1101 Market Street, 11th Floor Philadelphia, PA 19107
Phone: 215-238-6300 Fax: 215-238-1267 www.philadelphiabar.org
FOR IMMEDIATE RELEASE
Contact: Daniel A. Cirucci
Phone: (215) 238-6340
Recently, all individuals insured in the Association's sponsored health insurance program received a letter from the Association's broker, USI Colburn, regarding the issue of demographic rating in the setting of health insurance premiums. This letter was recently followed up with one directly from Independence Blue Cross addressing the same concern. All other insurance carriers in Pennsylvania are already using demographic rating, with the lone holdout in the Delaware Valley being Independence Blue Cross, the carrier of the Association program.
Presently IBC's programs are community rated. In setting premiums, the loss experience of every group of 99 participants or less is pooled, thereby balancing the good risk of healthy individuals in all the groups against the experience of the not so healthy in all the groups. Demographic rating eliminates this concept. Instead, categories are formed based on sex and age and separate rates are set for those categories. Thus an employer's policy premium will depend on the demographics of his or her specific employee group. As an insured, unless you work with a lot of men who are under 35 you are going to be upset.

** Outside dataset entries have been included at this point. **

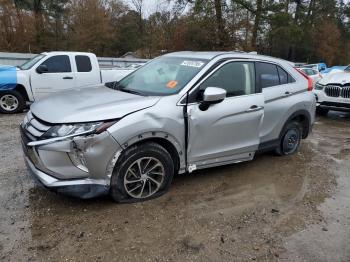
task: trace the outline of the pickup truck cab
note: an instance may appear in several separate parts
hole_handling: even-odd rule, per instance
[[[171,53],[112,88],[34,103],[20,127],[25,161],[58,192],[143,201],[166,192],[174,174],[297,152],[315,120],[311,91],[284,60]]]
[[[350,66],[327,74],[315,86],[317,112],[327,115],[329,110],[350,111]]]
[[[41,53],[21,66],[0,67],[0,112],[21,112],[26,104],[53,93],[116,81],[132,71],[100,70],[92,53]]]

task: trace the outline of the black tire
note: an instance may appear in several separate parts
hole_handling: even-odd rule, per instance
[[[159,187],[159,188],[157,189],[157,191],[153,188],[155,192],[150,196],[147,196],[146,186],[145,186],[145,192],[144,192],[145,197],[131,196],[130,195],[131,192],[128,193],[127,191],[128,185],[125,185],[124,182],[130,180],[130,174],[133,174],[133,173],[135,174],[137,173],[136,174],[137,178],[135,178],[135,181],[137,179],[141,179],[141,176],[139,174],[140,172],[136,172],[137,170],[132,168],[135,165],[136,161],[140,159],[141,161],[143,161],[143,159],[147,159],[147,158],[152,158],[154,159],[154,161],[159,161],[159,163],[161,163],[162,168],[161,167],[159,168],[161,168],[161,170],[164,171],[164,176],[162,176],[162,181],[159,184],[154,183],[153,182],[154,180],[149,181],[148,179],[146,181],[132,182],[132,185],[135,187],[139,186],[141,183],[142,183],[141,184],[141,187],[142,187],[143,183],[145,185],[147,183],[146,186],[149,189],[149,190],[147,189],[149,193],[151,192],[151,189],[149,188],[149,184],[151,184],[151,187],[153,184],[153,187]],[[129,171],[130,169],[135,172],[130,172]],[[113,200],[118,203],[141,202],[141,201],[153,199],[163,195],[168,191],[170,184],[172,182],[173,176],[174,176],[174,162],[171,158],[171,155],[165,148],[153,142],[146,142],[144,144],[134,145],[125,150],[125,152],[120,156],[119,160],[117,161],[114,167],[112,178],[111,178],[110,195],[112,196]],[[139,189],[141,191],[141,188]],[[138,193],[137,190],[133,191],[132,194]],[[142,192],[143,192],[143,188],[142,188]],[[141,192],[141,195],[142,195],[142,192]]]
[[[318,115],[326,116],[328,114],[328,112],[329,112],[329,109],[325,109],[325,108],[322,108],[322,107],[319,107],[319,106],[316,108],[316,113]]]
[[[278,156],[292,155],[296,153],[302,138],[302,128],[298,122],[289,122],[283,129],[279,146],[275,149]]]
[[[20,92],[16,90],[6,90],[0,92],[0,113],[16,114],[23,112],[26,100]]]

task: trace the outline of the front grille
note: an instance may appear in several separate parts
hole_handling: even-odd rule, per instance
[[[339,86],[328,85],[328,86],[326,86],[324,91],[325,91],[327,96],[339,97],[341,88]]]
[[[328,85],[324,91],[327,96],[350,98],[350,86]]]
[[[47,130],[50,129],[51,125],[44,123],[29,111],[24,118],[22,127],[33,140],[38,140]]]

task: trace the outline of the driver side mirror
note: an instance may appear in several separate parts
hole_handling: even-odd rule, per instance
[[[218,104],[226,98],[226,90],[219,87],[207,87],[203,93],[203,101],[199,105],[199,109],[205,111],[210,105]]]
[[[36,72],[38,74],[43,74],[49,72],[49,69],[47,68],[47,65],[40,65],[36,68]]]

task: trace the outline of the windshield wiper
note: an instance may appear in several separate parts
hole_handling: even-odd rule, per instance
[[[144,96],[144,94],[142,94],[141,92],[138,92],[136,90],[131,90],[131,89],[117,89],[117,90],[125,92],[125,93],[130,93],[130,94],[133,94],[133,95]]]

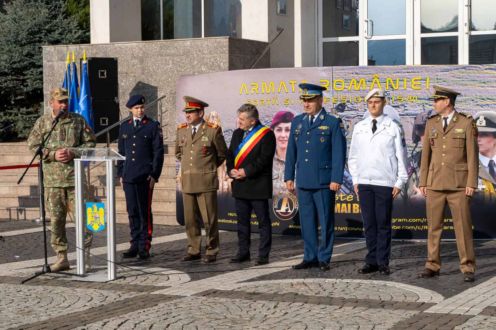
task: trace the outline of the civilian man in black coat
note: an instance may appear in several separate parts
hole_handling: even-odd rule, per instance
[[[232,263],[250,261],[250,220],[253,211],[258,221],[260,244],[255,265],[269,262],[272,223],[269,199],[272,198],[272,163],[276,152],[274,132],[260,123],[256,107],[244,104],[238,110],[240,127],[234,131],[226,159],[233,181],[238,216],[238,249]]]

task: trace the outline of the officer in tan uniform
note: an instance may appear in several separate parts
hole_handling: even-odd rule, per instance
[[[183,97],[187,122],[178,127],[176,157],[181,162],[181,182],[187,254],[182,261],[201,257],[199,215],[205,225],[207,242],[205,262],[215,261],[219,251],[217,167],[224,163],[227,146],[218,125],[203,119],[208,105],[189,96]]]
[[[478,132],[471,115],[455,110],[455,100],[460,95],[434,86],[431,98],[436,113],[426,123],[420,174],[420,190],[426,197],[429,260],[425,269],[417,275],[419,277],[439,275],[439,247],[447,203],[453,216],[462,278],[474,280],[475,255],[470,204],[477,187]]]

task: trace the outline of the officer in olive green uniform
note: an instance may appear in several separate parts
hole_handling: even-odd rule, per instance
[[[204,261],[212,262],[219,251],[217,167],[226,159],[227,146],[219,125],[203,120],[208,105],[189,96],[183,99],[187,122],[178,127],[175,150],[176,157],[181,162],[181,185],[188,238],[188,253],[182,261],[200,258],[201,214],[207,236]]]
[[[53,271],[65,271],[69,268],[67,259],[68,244],[65,234],[65,217],[68,201],[70,209],[75,209],[73,160],[74,155],[66,148],[93,148],[96,144],[95,133],[84,117],[69,112],[70,98],[65,88],[50,91],[52,111],[36,120],[28,138],[29,150],[34,155],[50,132],[55,117],[61,110],[65,110],[47,142],[43,154],[45,203],[51,219],[50,244],[58,257],[57,261],[51,267]],[[83,185],[85,199],[87,200],[87,188],[86,185]],[[86,272],[91,270],[89,251],[92,240],[93,233],[87,229],[84,237]]]
[[[426,123],[422,147],[420,190],[426,196],[429,225],[426,268],[417,275],[439,274],[439,247],[446,203],[453,216],[463,280],[474,280],[475,255],[470,204],[477,187],[479,172],[478,132],[472,116],[454,109],[460,93],[434,86],[436,114]]]

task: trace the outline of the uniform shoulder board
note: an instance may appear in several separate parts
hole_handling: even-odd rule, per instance
[[[210,126],[214,129],[217,129],[217,128],[219,127],[219,125],[217,124],[212,124],[211,122],[207,122],[207,126]]]
[[[397,120],[396,119],[391,119],[391,121],[392,121],[393,122],[394,122],[395,124],[396,124],[398,126],[400,126],[400,127],[403,127],[403,125],[401,125],[401,123],[400,123],[398,120]]]
[[[472,115],[469,114],[468,113],[465,113],[465,112],[458,112],[460,114],[462,115],[464,117],[466,117],[467,118],[472,118]]]

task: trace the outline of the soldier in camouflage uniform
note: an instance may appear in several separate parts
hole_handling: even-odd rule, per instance
[[[68,243],[65,235],[65,217],[67,201],[71,210],[75,209],[74,161],[74,154],[66,148],[93,148],[96,137],[84,117],[68,111],[69,97],[65,88],[50,91],[50,106],[52,111],[39,118],[29,137],[29,150],[34,155],[52,128],[52,122],[61,110],[65,110],[52,133],[43,154],[43,172],[45,203],[51,219],[52,240],[50,244],[57,253],[57,260],[51,269],[62,271],[69,269],[67,259]],[[86,186],[84,197],[88,196]],[[87,229],[84,237],[85,268],[91,270],[89,251],[93,234]]]

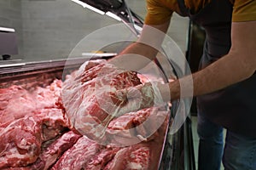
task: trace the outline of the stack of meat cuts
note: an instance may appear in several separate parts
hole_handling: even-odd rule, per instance
[[[104,105],[110,100],[103,86],[111,91],[141,83],[137,73],[95,60],[63,83],[0,89],[0,169],[157,169],[166,110],[116,116]]]

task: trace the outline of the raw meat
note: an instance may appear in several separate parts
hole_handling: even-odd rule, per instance
[[[89,139],[85,136],[80,138],[77,143],[67,150],[51,168],[53,170],[80,170],[100,152],[102,146]]]
[[[107,63],[89,70],[84,68],[86,65],[75,76],[68,77],[63,82],[63,106],[72,128],[90,139],[104,141],[106,127],[118,109],[116,105],[121,105],[118,99],[113,101],[114,99],[109,96],[111,91],[141,82],[136,72],[124,71]]]
[[[148,170],[150,148],[137,144],[119,150],[114,158],[105,167],[104,170]]]
[[[34,92],[17,86],[1,90],[0,99],[6,102],[0,112],[0,168],[33,163],[42,143],[67,128],[61,110],[55,105],[61,87],[56,80]]]
[[[0,89],[0,169],[157,169],[167,112],[151,107],[113,114],[113,105],[123,104],[109,94],[141,84],[136,72],[89,61],[63,84],[61,96],[58,80],[32,92]],[[105,133],[107,143],[97,143]]]
[[[37,162],[29,167],[35,170],[49,169],[80,137],[81,135],[76,134],[73,131],[65,133],[61,138],[43,150]]]

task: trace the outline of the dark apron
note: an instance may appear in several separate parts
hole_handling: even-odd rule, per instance
[[[189,16],[206,31],[202,69],[230,51],[233,5],[229,0],[212,0],[198,13],[193,14],[177,0],[180,15]],[[239,62],[239,61],[237,61]],[[236,75],[236,72],[234,72]],[[224,89],[197,97],[200,114],[212,122],[240,134],[256,137],[256,75]]]

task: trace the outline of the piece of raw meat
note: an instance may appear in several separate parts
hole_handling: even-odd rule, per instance
[[[92,161],[95,155],[100,152],[102,146],[81,137],[75,144],[67,150],[53,166],[52,170],[80,170],[84,168]]]
[[[109,94],[141,82],[136,72],[124,71],[108,63],[84,68],[86,65],[63,82],[63,106],[72,128],[90,139],[104,141],[106,127],[116,116],[117,105],[121,105]]]
[[[41,151],[37,162],[32,166],[29,166],[29,168],[34,170],[49,169],[80,137],[81,135],[74,133],[73,131],[65,133],[61,137],[50,144],[44,150]]]

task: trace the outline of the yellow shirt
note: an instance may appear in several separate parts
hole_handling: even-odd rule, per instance
[[[211,0],[184,1],[186,7],[194,13],[211,2]],[[233,3],[233,22],[256,20],[256,0],[230,1]],[[158,25],[169,20],[172,13],[178,13],[179,8],[177,0],[147,0],[147,11],[145,24]]]

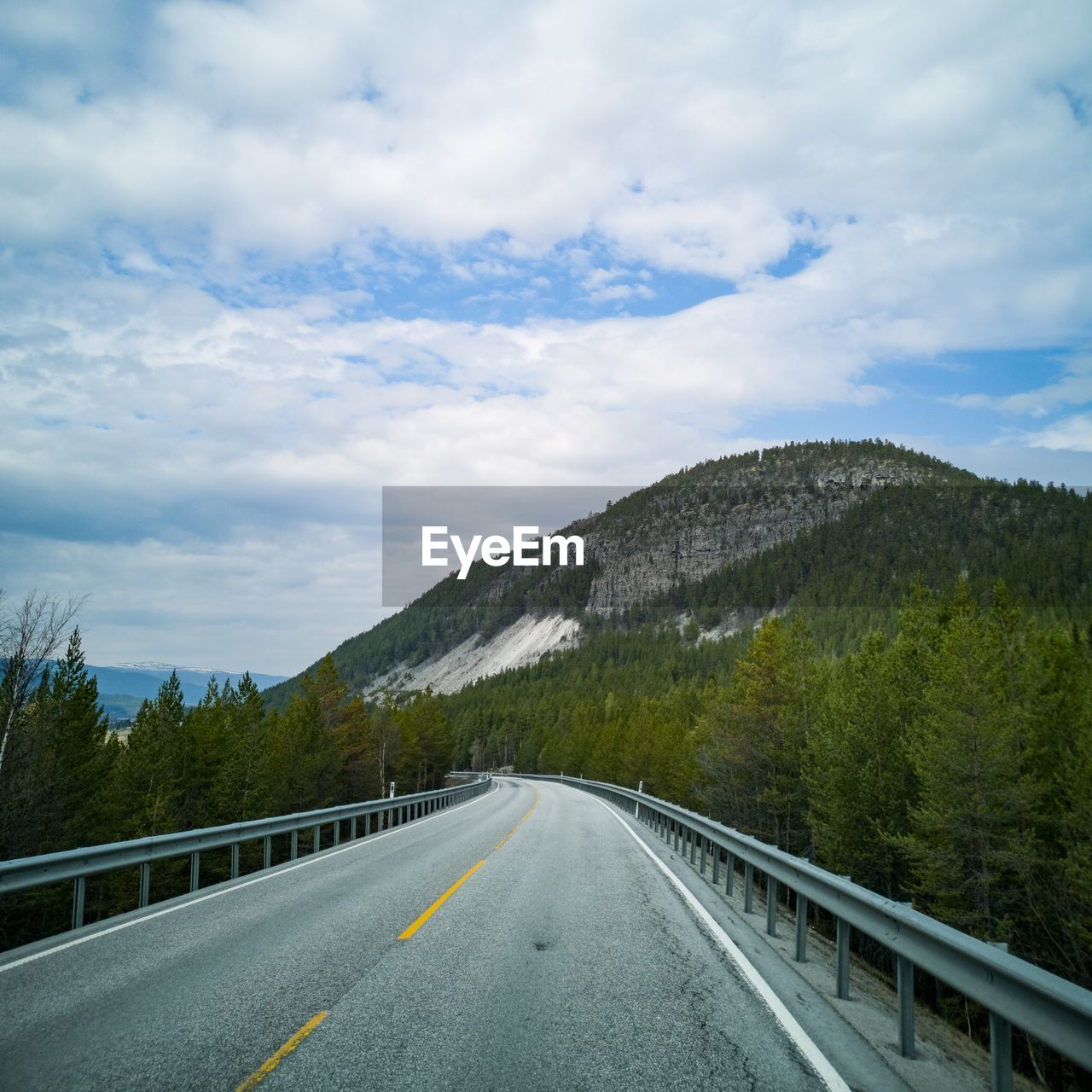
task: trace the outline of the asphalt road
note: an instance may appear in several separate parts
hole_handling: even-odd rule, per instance
[[[501,780],[4,953],[0,1089],[232,1090],[278,1057],[263,1092],[831,1087],[620,815]]]

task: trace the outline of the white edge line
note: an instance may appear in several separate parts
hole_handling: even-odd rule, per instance
[[[816,1046],[811,1036],[808,1035],[808,1033],[799,1025],[792,1012],[785,1008],[784,1002],[773,992],[770,984],[758,973],[753,963],[747,959],[747,957],[736,946],[735,941],[733,941],[724,929],[721,928],[721,926],[713,918],[713,915],[710,914],[704,906],[702,906],[693,892],[690,891],[689,888],[687,888],[687,886],[667,867],[667,865],[665,865],[652,852],[652,850],[644,844],[629,823],[626,822],[621,816],[617,815],[608,804],[604,804],[603,800],[597,799],[594,796],[592,799],[595,800],[595,803],[601,807],[606,808],[607,812],[613,818],[618,820],[626,833],[629,834],[634,842],[637,842],[637,844],[652,859],[652,863],[672,881],[672,883],[675,885],[675,888],[686,900],[695,915],[701,924],[705,926],[713,939],[724,949],[732,962],[739,968],[739,971],[747,980],[748,985],[765,1004],[765,1007],[773,1014],[774,1020],[781,1024],[785,1034],[792,1040],[793,1045],[804,1056],[807,1064],[816,1071],[823,1084],[826,1084],[831,1092],[853,1092],[850,1085],[842,1079],[841,1073],[839,1073],[839,1071],[830,1064],[822,1051]]]
[[[62,952],[66,948],[75,948],[78,945],[85,945],[88,940],[97,940],[99,937],[108,937],[111,933],[120,933],[121,929],[128,929],[130,926],[140,925],[142,922],[151,922],[156,917],[165,917],[167,914],[174,914],[179,910],[195,906],[199,902],[207,902],[210,899],[218,899],[221,895],[232,894],[235,891],[241,891],[244,888],[251,887],[254,883],[264,883],[265,880],[275,880],[280,876],[287,876],[288,873],[294,873],[297,868],[306,868],[308,865],[317,865],[322,860],[329,860],[331,857],[336,857],[342,853],[348,853],[349,850],[359,850],[365,845],[375,845],[376,842],[379,842],[384,838],[390,838],[392,834],[401,834],[405,830],[410,830],[414,827],[420,827],[426,822],[430,822],[432,819],[439,819],[442,816],[451,815],[453,811],[459,811],[462,808],[470,807],[478,800],[484,800],[487,796],[491,796],[495,792],[497,792],[499,787],[499,784],[494,782],[492,788],[490,788],[487,793],[483,793],[480,796],[475,796],[473,799],[466,800],[463,804],[456,804],[452,808],[443,808],[441,811],[426,816],[424,819],[414,819],[411,822],[407,822],[404,826],[395,827],[393,830],[389,830],[385,833],[368,834],[365,838],[358,838],[352,844],[342,846],[340,850],[323,850],[319,854],[309,855],[305,860],[300,860],[296,865],[289,865],[287,868],[280,868],[276,871],[263,871],[262,875],[254,876],[249,880],[244,880],[241,883],[236,883],[234,887],[224,888],[221,891],[211,891],[209,894],[199,895],[197,899],[189,899],[186,902],[179,903],[177,906],[167,906],[165,910],[157,910],[151,914],[145,914],[143,917],[134,917],[128,922],[121,922],[118,925],[110,925],[105,929],[98,929],[95,933],[88,933],[86,936],[76,937],[74,940],[66,940],[63,943],[55,945],[52,948],[46,948],[40,952],[34,952],[31,956],[24,956],[22,959],[12,960],[10,963],[2,963],[0,964],[0,974],[3,974],[4,971],[13,971],[16,966],[22,966],[24,963],[33,963],[35,960],[45,959],[46,956]],[[395,799],[397,799],[397,797],[395,797]]]

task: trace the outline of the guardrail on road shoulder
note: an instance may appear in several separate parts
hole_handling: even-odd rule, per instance
[[[354,841],[359,831],[359,820],[364,820],[363,836],[397,827],[431,815],[441,808],[462,804],[489,788],[491,778],[479,775],[479,780],[465,785],[435,788],[427,793],[407,796],[391,796],[359,804],[344,804],[335,808],[316,811],[298,811],[288,816],[270,819],[252,819],[247,822],[228,823],[223,827],[206,827],[202,830],[179,831],[174,834],[154,834],[150,838],[114,842],[108,845],[93,845],[80,850],[64,850],[60,853],[45,853],[36,857],[20,857],[0,862],[0,894],[43,887],[46,883],[73,882],[72,928],[83,925],[84,895],[88,876],[110,873],[118,868],[140,866],[139,905],[149,904],[152,877],[152,862],[169,857],[190,858],[190,891],[197,891],[201,879],[201,854],[203,851],[232,847],[232,879],[239,875],[239,846],[244,842],[263,840],[262,868],[272,864],[272,839],[275,834],[290,834],[289,860],[295,860],[299,850],[299,832],[311,831],[312,852],[318,853],[322,843],[322,828],[330,827],[333,845],[341,843],[342,823],[348,824],[348,840]],[[393,788],[393,785],[392,785]],[[375,828],[375,831],[372,830]]]
[[[705,816],[620,785],[557,774],[513,774],[535,781],[555,781],[601,796],[634,815],[668,843],[684,859],[705,873],[712,855],[712,881],[720,882],[724,854],[726,894],[733,893],[736,862],[743,863],[744,911],[752,912],[756,869],[767,878],[767,931],[778,927],[778,885],[796,895],[796,959],[807,958],[807,919],[811,903],[836,923],[835,995],[850,996],[850,934],[858,929],[887,947],[895,957],[899,1007],[899,1045],[904,1057],[914,1057],[914,969],[921,968],[989,1013],[989,1042],[994,1092],[1012,1089],[1012,1028],[1092,1070],[1092,992],[1051,974],[1002,948],[977,940],[936,918],[893,902],[848,878],[835,876],[802,857],[758,839],[740,834]],[[689,853],[688,853],[689,846]]]

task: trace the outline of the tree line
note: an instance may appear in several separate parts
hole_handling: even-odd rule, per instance
[[[0,859],[375,799],[392,781],[400,794],[419,792],[442,786],[450,770],[453,737],[430,691],[367,708],[330,657],[284,712],[266,709],[249,675],[211,679],[187,708],[171,675],[124,739],[99,704],[79,628],[33,687],[17,688],[25,675],[9,657],[3,667]],[[225,862],[210,856],[203,877],[223,878]],[[153,899],[185,890],[185,864],[153,868]],[[92,881],[88,919],[134,898],[129,875]],[[66,886],[0,900],[0,946],[64,928],[70,899]]]

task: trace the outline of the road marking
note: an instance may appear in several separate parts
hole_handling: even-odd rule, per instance
[[[492,847],[497,852],[530,818],[531,812],[538,807],[542,794],[535,790],[535,803],[531,805],[527,814]],[[483,865],[485,860],[479,860],[465,876],[456,880],[432,903],[424,914],[418,917],[413,925],[407,926],[399,934],[399,940],[408,940]]]
[[[595,797],[592,797],[595,799]],[[816,1046],[815,1041],[799,1025],[796,1018],[785,1008],[784,1002],[773,992],[770,984],[758,973],[755,964],[736,947],[732,938],[714,921],[713,915],[698,901],[697,897],[689,888],[650,850],[638,836],[637,832],[626,822],[621,816],[612,810],[608,804],[603,800],[595,800],[601,807],[621,823],[622,829],[633,839],[634,842],[649,855],[652,863],[675,885],[679,894],[686,900],[698,919],[705,926],[713,939],[724,949],[728,959],[739,969],[748,985],[758,995],[759,999],[773,1014],[773,1019],[781,1024],[785,1034],[792,1040],[793,1045],[804,1056],[807,1064],[816,1071],[819,1080],[831,1090],[831,1092],[852,1092],[850,1085],[842,1079],[842,1075],[828,1061],[827,1056]]]
[[[310,1035],[311,1032],[314,1031],[314,1029],[318,1028],[328,1016],[330,1016],[329,1011],[320,1012],[318,1016],[311,1017],[311,1019],[308,1020],[307,1023],[304,1024],[304,1026],[300,1028],[299,1031],[297,1031],[296,1034],[284,1044],[284,1046],[278,1047],[241,1084],[237,1085],[235,1092],[249,1092],[250,1089],[257,1088],[261,1084],[261,1082],[265,1080],[265,1078],[269,1077],[269,1075],[272,1073],[273,1070],[276,1069],[276,1067],[280,1066],[281,1063],[284,1061],[284,1059],[287,1058],[288,1055],[292,1054],[292,1052],[295,1051],[296,1047],[299,1046],[299,1044],[302,1043],[304,1040],[307,1038],[307,1036]]]
[[[406,830],[415,830],[424,823],[431,822],[434,819],[441,819],[443,816],[449,816],[453,811],[459,811],[462,808],[468,808],[471,805],[477,804],[479,800],[484,800],[487,797],[492,796],[499,787],[499,783],[494,782],[492,788],[490,788],[489,792],[483,793],[480,796],[475,796],[473,799],[466,800],[464,804],[456,804],[453,807],[444,808],[442,811],[437,811],[424,819],[416,819],[413,822],[405,823],[404,826],[395,827],[393,830],[388,830],[382,834],[368,834],[366,838],[358,838],[352,844],[345,845],[340,850],[323,850],[320,854],[309,856],[306,860],[300,860],[298,864],[289,865],[287,868],[282,867],[278,871],[263,873],[259,876],[254,876],[252,879],[244,880],[241,883],[236,883],[235,887],[224,888],[219,891],[211,891],[209,894],[199,895],[197,899],[189,899],[183,903],[179,903],[177,906],[167,906],[165,910],[156,910],[151,914],[145,914],[143,917],[134,917],[128,922],[121,922],[118,925],[110,925],[105,929],[99,929],[97,933],[90,933],[86,936],[76,937],[74,940],[66,940],[63,943],[45,949],[45,951],[34,952],[32,956],[24,956],[22,959],[0,964],[0,974],[3,974],[4,971],[13,971],[16,966],[22,966],[24,963],[33,963],[35,960],[45,959],[46,956],[62,952],[66,948],[75,948],[79,945],[87,943],[88,940],[97,940],[99,937],[108,937],[111,933],[120,933],[121,929],[128,929],[130,926],[140,925],[143,922],[154,921],[156,917],[165,917],[167,914],[174,914],[179,910],[195,906],[198,903],[207,902],[210,899],[218,899],[221,895],[232,894],[235,891],[241,891],[244,888],[251,887],[254,883],[264,883],[265,880],[275,880],[281,876],[287,876],[289,873],[294,873],[297,868],[307,868],[308,865],[317,865],[322,860],[329,860],[331,857],[340,856],[342,853],[348,853],[351,850],[359,850],[366,845],[373,845],[376,842],[381,842],[384,838],[390,838],[392,834],[401,834]],[[395,797],[395,799],[397,799],[397,797]]]
[[[465,876],[455,880],[413,925],[406,926],[399,934],[399,940],[408,940],[484,864],[484,860],[479,860]]]
[[[542,793],[535,790],[535,803],[531,805],[531,811],[534,811],[538,807],[538,802],[542,799]],[[499,850],[530,818],[531,811],[529,811],[495,846],[494,850]]]

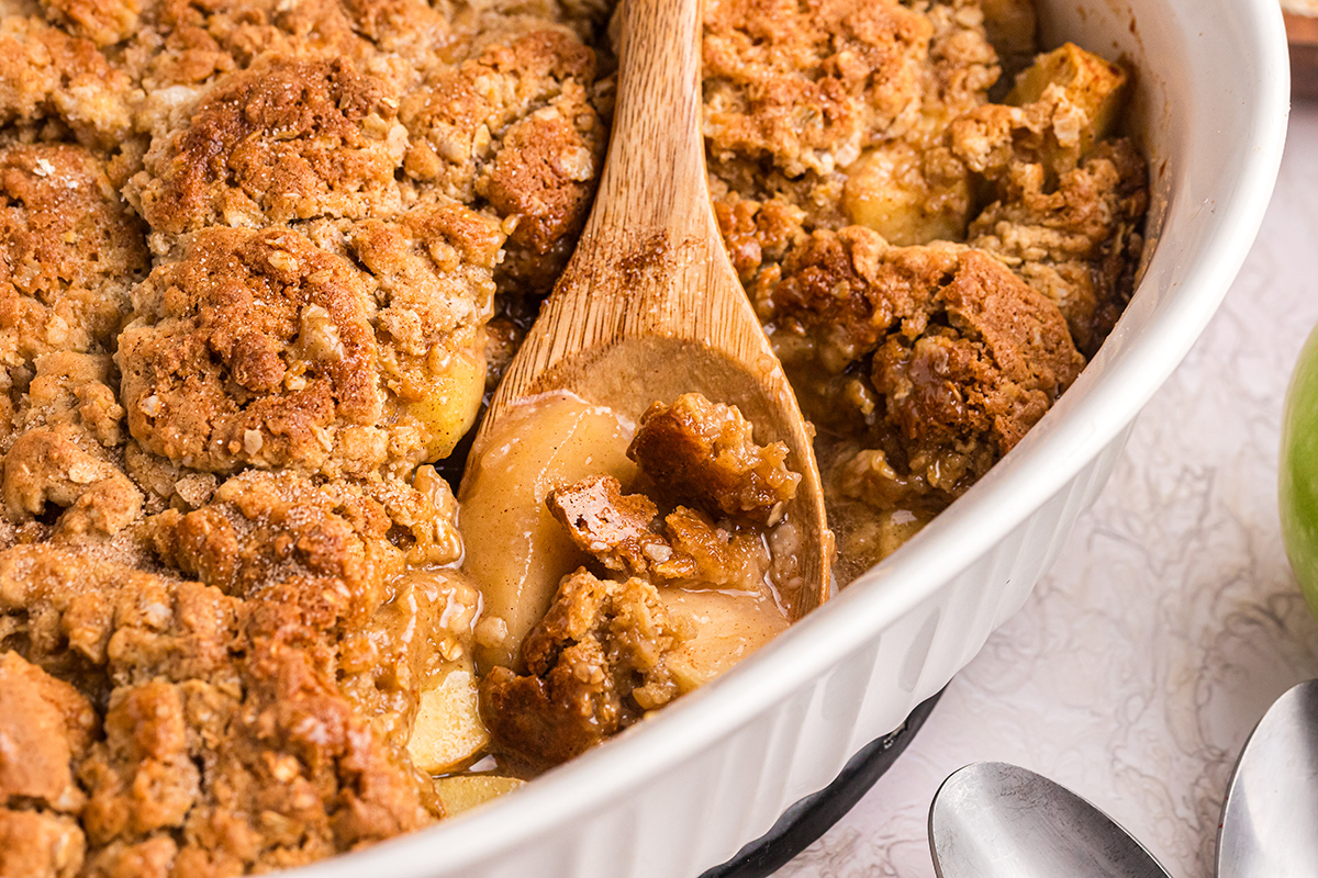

Under demographic rating, groups with women under the age of 40 and/or men over the age of 50 could be looking at very significant increases in their health insurance premiums starting in January of 2004. Separate premiums will be set for employers which will depend on an employee census, i.e. how many women under 40, men under 35 and men over 50 an employer has. Men over 50 watch out! You could be in the best health of your entire life, but your age will result in your employer's premium going up. Likewise coverage for another male lawyer in your same firm under 35, even though he may have hypertension and a heart condition will help to lower your employer's premium. Perhaps most insulting and offensive is the demographic assumption that all women under 40 are going to have a child. Never mind that you might not want a child, already have as many as you wish, or realistically see that becoming a mother is very far off in the future. The assumption is being made that because of your age and sex you are going to cost a carrier more than a man under 35. As they age out of child-bearing years, women will also be hit with higher premiums because they are simply getting older.
Although Independence Blue Cross is against this type of rating structure, it is already losing contracts to other carriers who are using the structure and thus taking all the "good risk" from the community rated pool. As a result, IBC feels it also has to institute demographic rating even though it doesn't want to.
Obviously the question is, if IBC is against demographic rating what is it doing about it? IBC has sponsored Senate Bill 671 as well as House Bill 1891 and House Bill 1892. The bills prohibit demographic rating in setting health insurance premiums for small employers.
However, winning passage of these bills is an uphill battle and the lobbyists for private carriers and even other Blue Cross programs in the state (who are able to offer lower premiums to those groups weighted with younger men and women over 40) have been hard at work lobbying against passage of these bills.
What has your Association done about this situation so far? Our Chancellor Audrey Talley has already provided written testimony against demographic rating. You can read the full text of her testimony before the Senate and Banking Insurance Committee on June 16, 2003 by clicking HERE. Communications to those legislators who are supporting SB 671 and HB 1891 and 1892 will also be made. Our lobbyist in Harrisburg is meeting with those whose votes are crucial on these bills to let them know what the Association's position is. However, the Association doesn't have a vote in the next election. YOU DO! It is important for you to let your legislators know, by e-mail, phone, fax or mail, that you are against demographic rating and in favor of these bills which prohibit it. Suggested language for such a written communication follows:
As one of your constituents I want you to know that I am against demographic rating in the setting of health insurance premiums for groups of under 100 participants, and ask that you fully support the passage of (SB 671) / (HB1891 /1892). Demographic rating will have a discriminatory impact on women under 40 and men over 50 and could result in the loss of health insurance for many employees of small businesses.